Ja es gibt Gedenktage, kuriose Tage, Ehrentage über Menschen, Dinge oder Erfindungen, von denen haben wir noch nie gehört. Oder vielleicht einmal zur Schulzeit – und dann vergessen. Manchmal waren es spektakuläre Menschen mit atemberaubenden Fähigkeiten, manchmal völlig unscheinbare Erfindungen. Und von solch‘ einer Erfindung handelt mein heutiger Beitrag.

Papierlocher, Foto Capri23auto by pixabay

Denn schon vor 134 Jahren, genauer gesagt im November 1886 wurde dem deutschen Erfinder Friedrich Soennecken das Patent für seinen entwickelten Papierlocher ausgestellt. Unter https://de.wikipedia.org/wiki/Locher ist detailliert die Geschichte des „Perforators“, wie der Locher auch genannt wird, nachzulesen. Interessant, ganz nebenbei, ist zu erfahren, dass es sich bei diesem nicht mehr wegzudenkenden Gegenstand aus dem geschäftlichen wie privaten Bürowesen um ein ergänzendes Produkt handelt. Ergänzend dahingehend, dass allein mit einem gelochten Schriftstück nichts anzufangen wäre, gäbe es nicht den ebenfalls zuvor entwickelten Aktenordner mit seiner Einheftungsmöglichkeit. Solche sich ergänzende Produkte werden Komplementärgut genannt.

Wirklich bekannt geworden ist aber sowohl der Ordner als auch der Papierlocher durch das Unternehmen Leitz. Der Aktenordner an sich wurde nur Leitz-Ordner genannt und das auch noch zu Zeiten anderer Anbieter. Verbunden damit wurde eine hervorragende Qualität, ein einheitliches Aussehen und eine lange Lebensdauer. So sind die Leitz-Ordner auch heute noch erhältlich. Das gleiche gilt für die verschiedensten Leitz-Locher.

Natürlich sind namenlose Produkte oder Locher anderer Hersteller zu verschiedensten Preisen im Handel erhältlich. Doch stehen Namen wie Leitz, oder seinerzeit Soennecken, für vorgenannte Beschreibung und sind somit gern verwendete Arbeitsbegleiter im Bürowesen. Da ich selbst aus diesem Berufsleben komme kann ich mich sehr gut an diese Produkte erinnern, denn der Locher in den Verwaltungen und anderen Büros unterscheidet sich schon sehr vom herkömmlichen Locher für Schule oder Haushalt.
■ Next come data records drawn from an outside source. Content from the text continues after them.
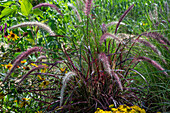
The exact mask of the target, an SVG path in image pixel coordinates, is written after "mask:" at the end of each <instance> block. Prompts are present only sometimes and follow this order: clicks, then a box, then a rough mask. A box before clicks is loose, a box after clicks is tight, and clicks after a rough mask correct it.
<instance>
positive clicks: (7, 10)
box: [0, 5, 17, 18]
mask: <svg viewBox="0 0 170 113" xmlns="http://www.w3.org/2000/svg"><path fill="white" fill-rule="evenodd" d="M16 10H17V6H16V5H13V6H11V8H10V7H6V8H5V9H4V10H2V12H1V15H0V18H2V17H4V16H7V15H9V14H11V13H13V12H15V11H16Z"/></svg>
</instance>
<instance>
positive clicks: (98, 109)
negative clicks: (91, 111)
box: [94, 108, 112, 113]
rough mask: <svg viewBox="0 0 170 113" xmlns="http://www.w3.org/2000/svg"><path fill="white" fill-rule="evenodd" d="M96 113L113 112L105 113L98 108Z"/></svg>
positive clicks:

Hat man es dort mit einem einfachen 2-Loch-Gerät in handlichem Format und von leichtem Gewicht zu tun, so sieht das in vielen Büros ganz anders aus. Werden in verschiedensten Branchen 4-Lochungen für die Ablage benötigt, so sieht der Locher entsprechend aus. Er ist um einiges größer und vor allem auch schwerer als sein kleinerer „Mitstreiter“. Und im Gegensatz zum kleinen Alltagslocher, mit dem nur einige wenige Seiten oder Blätter gleichzeitig gelocht werden können, erhöht sich die Anzahl der zu lochenden Dokumente entsprechend zur Größe und Ausführung des Gerätes.

Alles in allem handelt es sich beim Papierlocher um eine Erfindung, die bis in die heutige Zeit ihren festen Platz in unserem Leben hat.